Over the years, I’ve discovered that I prefer“00” or double zero flour for this kind of dough, and that a slow, overnight rise is the key to optimal fermentation and workability, and the best final dough and crust quality.“00” is a soft, fine flour with a lower gluten content and is used primarily for making pasta and pizza dough. It’s more expensive than all-purpose flour, but I believe that the difference in the end product makes it money well spent. Experiment with “00” and regular unbleached all-purpose flour, and make a decision about which one you prefer; both types work nicely with this recipe.

This recipe calls for an electric stand mixer for most of the mixing since the dough is kneaded 20+ minutes.  Since there’s lots of inactive time needed for the dough to rest and rise at various stages, start the dough at least one day before you plan to use it.

Though this recipe can be cut in half easily, I’d encourage you to make a full batch if you’re going to put in the time.  It freezes beautifully, and having some ready-to-go pizza dough in your freezer is right up there with having a stash of pie dough!




3 cups warm water, 100 to 105 degrees F

3/4 teaspoon active dry yeast  

8 1/2 cups double zero or all purpose flour

1 tablespoon salt 

1 tablespoon olive oil 


Add the water to the bowl of an electric stand mixer fitted with the dough hook.  Sprinkle the yeast over the water and wait for it to foam, indicating that the yeast is fresh and active.  Note: Because this dough is mixed for a long time (20 minutes) and rises overnight, I’ve found that most yeast activates eventually, unless it has been stored at room temperature for more than six months. If that’s the case, discard the yeast in question, purchase fresh and store it in the freezer for best results. 

Add the flour, salt and olive oil and mix on low speed for 8 to 10 minutes, or until the dough gathers into one large ball and pulls away from from the sides of the bowl. Turn off the mixer and let the dough to rest 6 to 8 minutes. Return the mixer to low speed and continue to knead the dough for an additional 8 to10 minutes, or until the dough becomes soft, elastic and smooth to the touch. Remove the dough from the mixer bowl and place it in a clean bowl lightly coated with olive oil to prevent it from sticking. Cover the bowl with a clean dish towel or plastic wrap and refrigerate overnight. 
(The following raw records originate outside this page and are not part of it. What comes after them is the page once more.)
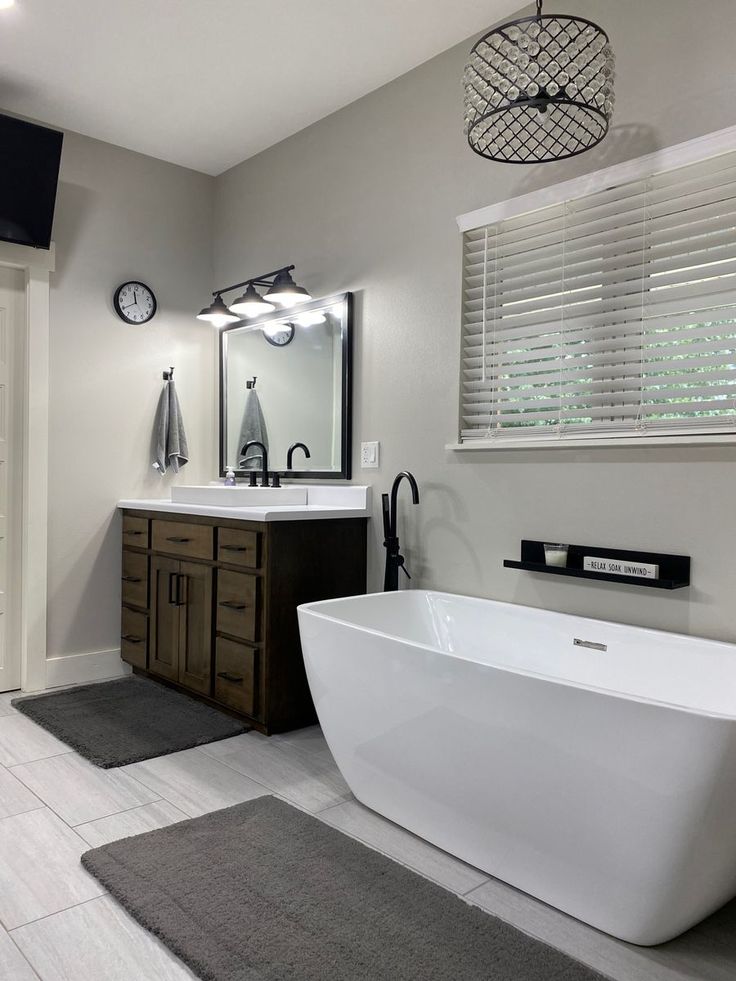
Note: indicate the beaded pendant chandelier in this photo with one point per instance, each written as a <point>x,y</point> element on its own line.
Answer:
<point>539,89</point>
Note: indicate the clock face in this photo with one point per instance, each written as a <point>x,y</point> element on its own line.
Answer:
<point>279,335</point>
<point>134,303</point>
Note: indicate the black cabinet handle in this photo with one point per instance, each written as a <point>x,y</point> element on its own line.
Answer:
<point>235,679</point>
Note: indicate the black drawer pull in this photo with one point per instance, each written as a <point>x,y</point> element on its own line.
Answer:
<point>235,679</point>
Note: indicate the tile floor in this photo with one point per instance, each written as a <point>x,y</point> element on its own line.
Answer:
<point>57,924</point>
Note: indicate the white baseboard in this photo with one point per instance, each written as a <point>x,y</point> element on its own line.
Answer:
<point>75,669</point>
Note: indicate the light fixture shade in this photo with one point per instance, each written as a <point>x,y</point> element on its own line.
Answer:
<point>539,89</point>
<point>285,291</point>
<point>217,314</point>
<point>251,303</point>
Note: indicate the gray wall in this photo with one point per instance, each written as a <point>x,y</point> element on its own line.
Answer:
<point>120,215</point>
<point>365,200</point>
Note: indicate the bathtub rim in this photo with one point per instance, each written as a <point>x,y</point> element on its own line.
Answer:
<point>313,609</point>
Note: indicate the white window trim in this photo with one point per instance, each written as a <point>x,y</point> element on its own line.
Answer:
<point>679,155</point>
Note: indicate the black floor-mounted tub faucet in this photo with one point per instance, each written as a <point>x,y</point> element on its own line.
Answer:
<point>394,558</point>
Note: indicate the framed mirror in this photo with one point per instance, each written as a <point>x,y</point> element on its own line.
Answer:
<point>286,378</point>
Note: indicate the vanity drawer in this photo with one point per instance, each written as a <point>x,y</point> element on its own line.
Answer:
<point>180,538</point>
<point>135,578</point>
<point>238,547</point>
<point>134,638</point>
<point>135,531</point>
<point>237,604</point>
<point>235,676</point>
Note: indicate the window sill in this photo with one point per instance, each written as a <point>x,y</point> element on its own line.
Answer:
<point>608,442</point>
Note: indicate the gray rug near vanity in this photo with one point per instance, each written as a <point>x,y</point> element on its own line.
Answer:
<point>263,890</point>
<point>127,720</point>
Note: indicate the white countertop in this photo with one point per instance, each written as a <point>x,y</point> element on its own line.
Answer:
<point>349,501</point>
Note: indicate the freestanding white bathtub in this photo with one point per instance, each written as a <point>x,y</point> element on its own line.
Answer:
<point>601,781</point>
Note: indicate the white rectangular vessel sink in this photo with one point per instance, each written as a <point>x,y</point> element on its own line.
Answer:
<point>239,497</point>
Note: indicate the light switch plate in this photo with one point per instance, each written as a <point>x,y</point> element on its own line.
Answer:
<point>369,456</point>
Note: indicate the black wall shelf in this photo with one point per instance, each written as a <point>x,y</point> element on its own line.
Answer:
<point>674,570</point>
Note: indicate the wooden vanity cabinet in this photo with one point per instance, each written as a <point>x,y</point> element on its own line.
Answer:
<point>209,605</point>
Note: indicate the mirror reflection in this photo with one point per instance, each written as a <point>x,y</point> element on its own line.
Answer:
<point>285,380</point>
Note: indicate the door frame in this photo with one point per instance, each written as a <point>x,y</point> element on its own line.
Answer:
<point>37,266</point>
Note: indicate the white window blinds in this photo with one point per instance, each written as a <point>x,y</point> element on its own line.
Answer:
<point>611,314</point>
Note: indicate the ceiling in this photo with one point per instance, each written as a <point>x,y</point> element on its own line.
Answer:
<point>208,83</point>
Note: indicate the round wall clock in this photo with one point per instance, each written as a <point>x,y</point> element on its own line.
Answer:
<point>134,303</point>
<point>279,335</point>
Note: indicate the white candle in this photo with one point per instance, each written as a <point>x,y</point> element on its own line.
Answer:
<point>555,555</point>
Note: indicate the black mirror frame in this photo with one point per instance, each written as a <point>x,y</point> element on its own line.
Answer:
<point>346,448</point>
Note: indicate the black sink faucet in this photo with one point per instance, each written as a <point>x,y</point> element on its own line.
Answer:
<point>264,457</point>
<point>290,454</point>
<point>394,558</point>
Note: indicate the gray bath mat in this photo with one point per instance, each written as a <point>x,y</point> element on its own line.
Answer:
<point>127,720</point>
<point>264,892</point>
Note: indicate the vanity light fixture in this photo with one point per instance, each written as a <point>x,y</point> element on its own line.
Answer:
<point>282,291</point>
<point>285,291</point>
<point>251,303</point>
<point>217,313</point>
<point>539,89</point>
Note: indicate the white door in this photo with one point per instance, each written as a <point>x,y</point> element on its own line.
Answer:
<point>12,314</point>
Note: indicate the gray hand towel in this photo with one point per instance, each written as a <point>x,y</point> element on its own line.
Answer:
<point>252,427</point>
<point>169,447</point>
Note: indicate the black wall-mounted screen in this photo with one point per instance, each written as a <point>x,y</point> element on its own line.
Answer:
<point>29,172</point>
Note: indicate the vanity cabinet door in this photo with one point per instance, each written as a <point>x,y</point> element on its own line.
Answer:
<point>135,531</point>
<point>237,604</point>
<point>165,618</point>
<point>235,676</point>
<point>236,546</point>
<point>134,638</point>
<point>182,539</point>
<point>135,579</point>
<point>194,593</point>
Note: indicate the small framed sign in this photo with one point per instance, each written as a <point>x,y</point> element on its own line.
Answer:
<point>621,567</point>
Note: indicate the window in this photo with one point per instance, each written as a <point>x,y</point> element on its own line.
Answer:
<point>611,314</point>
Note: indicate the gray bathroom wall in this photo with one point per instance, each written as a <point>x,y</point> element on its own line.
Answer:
<point>119,215</point>
<point>366,200</point>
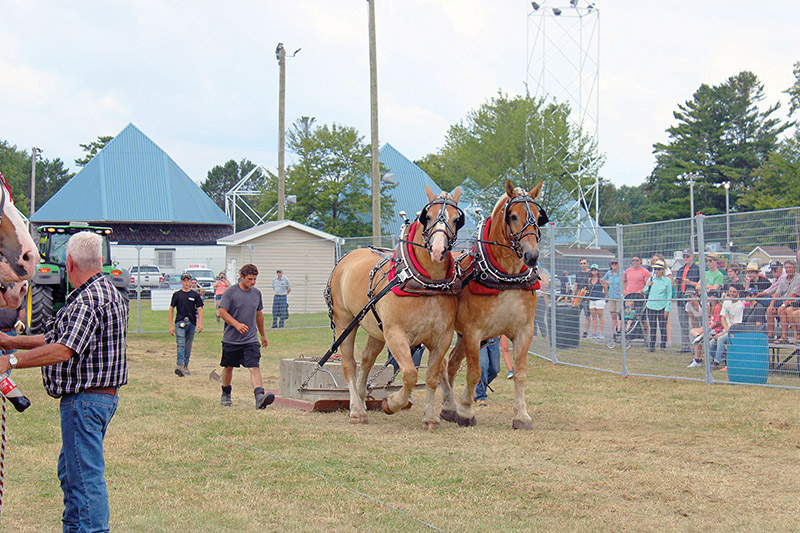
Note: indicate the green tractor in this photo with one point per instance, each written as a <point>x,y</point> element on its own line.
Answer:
<point>49,286</point>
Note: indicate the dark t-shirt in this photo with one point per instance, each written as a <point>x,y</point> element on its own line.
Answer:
<point>244,307</point>
<point>582,280</point>
<point>186,304</point>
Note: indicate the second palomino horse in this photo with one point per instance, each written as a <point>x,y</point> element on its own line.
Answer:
<point>420,311</point>
<point>498,298</point>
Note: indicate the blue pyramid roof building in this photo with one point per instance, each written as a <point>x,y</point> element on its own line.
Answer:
<point>131,180</point>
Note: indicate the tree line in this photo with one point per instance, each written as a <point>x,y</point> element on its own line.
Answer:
<point>724,133</point>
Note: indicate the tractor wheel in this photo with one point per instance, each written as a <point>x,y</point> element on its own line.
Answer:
<point>41,307</point>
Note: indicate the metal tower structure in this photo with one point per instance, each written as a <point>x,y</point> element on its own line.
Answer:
<point>563,67</point>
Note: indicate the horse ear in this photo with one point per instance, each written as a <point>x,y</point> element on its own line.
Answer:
<point>429,192</point>
<point>534,193</point>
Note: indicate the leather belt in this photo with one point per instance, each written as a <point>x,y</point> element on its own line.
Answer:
<point>111,391</point>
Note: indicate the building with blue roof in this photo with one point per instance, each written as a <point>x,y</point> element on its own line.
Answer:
<point>158,213</point>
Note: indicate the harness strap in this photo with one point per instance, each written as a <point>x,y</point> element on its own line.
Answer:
<point>357,320</point>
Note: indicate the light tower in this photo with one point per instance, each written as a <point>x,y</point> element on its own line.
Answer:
<point>563,67</point>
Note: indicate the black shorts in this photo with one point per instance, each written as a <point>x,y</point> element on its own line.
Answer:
<point>235,355</point>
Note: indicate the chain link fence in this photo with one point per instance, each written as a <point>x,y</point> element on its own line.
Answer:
<point>627,324</point>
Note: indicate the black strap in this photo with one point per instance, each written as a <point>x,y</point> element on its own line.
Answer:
<point>357,320</point>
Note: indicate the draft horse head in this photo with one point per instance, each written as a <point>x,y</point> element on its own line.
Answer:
<point>18,251</point>
<point>440,220</point>
<point>523,218</point>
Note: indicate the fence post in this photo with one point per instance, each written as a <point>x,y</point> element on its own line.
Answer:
<point>701,249</point>
<point>553,354</point>
<point>622,336</point>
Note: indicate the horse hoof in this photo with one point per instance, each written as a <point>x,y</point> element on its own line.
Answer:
<point>448,415</point>
<point>466,422</point>
<point>359,419</point>
<point>385,407</point>
<point>522,424</point>
<point>430,425</point>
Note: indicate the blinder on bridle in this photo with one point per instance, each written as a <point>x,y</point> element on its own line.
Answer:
<point>429,232</point>
<point>531,221</point>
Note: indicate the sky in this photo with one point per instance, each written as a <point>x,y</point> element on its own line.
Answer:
<point>200,78</point>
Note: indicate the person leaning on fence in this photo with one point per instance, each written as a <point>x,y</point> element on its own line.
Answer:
<point>611,284</point>
<point>714,327</point>
<point>597,301</point>
<point>714,276</point>
<point>686,280</point>
<point>241,309</point>
<point>187,305</point>
<point>582,286</point>
<point>783,285</point>
<point>280,306</point>
<point>732,312</point>
<point>754,279</point>
<point>659,301</point>
<point>82,353</point>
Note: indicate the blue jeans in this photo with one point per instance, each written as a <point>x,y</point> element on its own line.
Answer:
<point>185,337</point>
<point>721,343</point>
<point>81,466</point>
<point>489,358</point>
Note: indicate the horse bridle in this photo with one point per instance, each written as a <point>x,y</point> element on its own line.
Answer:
<point>531,221</point>
<point>429,232</point>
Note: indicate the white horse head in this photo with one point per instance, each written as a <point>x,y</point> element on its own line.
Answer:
<point>18,252</point>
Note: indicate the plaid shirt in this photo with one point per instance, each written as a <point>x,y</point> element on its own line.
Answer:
<point>93,324</point>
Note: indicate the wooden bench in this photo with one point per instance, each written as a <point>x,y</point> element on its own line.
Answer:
<point>779,358</point>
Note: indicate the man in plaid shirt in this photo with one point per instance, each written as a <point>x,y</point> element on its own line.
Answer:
<point>83,358</point>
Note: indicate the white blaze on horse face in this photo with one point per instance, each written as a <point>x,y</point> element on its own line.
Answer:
<point>19,252</point>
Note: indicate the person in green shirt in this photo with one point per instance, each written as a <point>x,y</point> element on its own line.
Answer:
<point>659,302</point>
<point>714,276</point>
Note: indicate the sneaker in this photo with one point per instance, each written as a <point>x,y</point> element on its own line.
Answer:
<point>226,400</point>
<point>263,399</point>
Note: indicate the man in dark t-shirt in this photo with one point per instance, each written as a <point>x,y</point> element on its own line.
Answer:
<point>241,309</point>
<point>187,306</point>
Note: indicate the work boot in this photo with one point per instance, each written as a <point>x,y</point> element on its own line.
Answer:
<point>263,399</point>
<point>226,399</point>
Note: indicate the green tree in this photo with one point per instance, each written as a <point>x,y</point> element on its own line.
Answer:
<point>92,149</point>
<point>223,178</point>
<point>721,135</point>
<point>15,165</point>
<point>331,179</point>
<point>518,138</point>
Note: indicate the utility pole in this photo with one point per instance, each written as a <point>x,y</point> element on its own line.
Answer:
<point>35,152</point>
<point>280,54</point>
<point>373,97</point>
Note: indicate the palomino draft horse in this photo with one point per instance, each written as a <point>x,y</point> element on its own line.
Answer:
<point>18,252</point>
<point>498,298</point>
<point>398,319</point>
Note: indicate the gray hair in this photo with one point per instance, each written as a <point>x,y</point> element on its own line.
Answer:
<point>86,251</point>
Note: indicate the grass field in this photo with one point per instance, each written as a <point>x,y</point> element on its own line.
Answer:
<point>606,454</point>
The following day, remove the dough from the refrigerator. On a clean, lightly floured work surface, use your hands to punch down the dough and divide it into 8 equal pieces, weighing 4 to 5 ounces each. Use the palm of your hand to roll each piece of dough, cupping it lightly by making a cage with your fingers and applying light pressure as you roll it, making small circles with your hand. Place the dough balls on a lightly oiled surface and refrigerate 2 to 4 hours, or use it immediately.  If you’re planning to freeze some of the dough, lightly coat each ball with oil, slide it into a freezer bag, and seal, squeezing out as much air as possible.  When you’re ready to use the dough, defrost the frozen dough in its bag in the refrigerator, overnight or at least 12 hours.  Before shaping the pizza, let the dough sit out on the countertop for about an hour.

Place a pizza or baking stone in the oven and preheat it to between 500 and 550 degrees F, or as high as your oven will go. Allow the dough to come to room temperature before rolling it into the desired shape on a flat, lightly floured surface. The dough should be very elastic and can stand up to being stretched and rolled until it is quite thin. Place the dough on a pizza peel or the back of a baking sheet that’s been dusted generously with cornmeal. 

Add the desired toppings and slide the prepared dough onto the baking stone.  Close the door immediately, to keep the oven as hot as possible. Rotate the pizza once during baking, and remove it using the peel or baking sheet when the crust is golden to dark brown.  Lightly brush the crust with olive oil and sprinkle with salt before cutting and serving.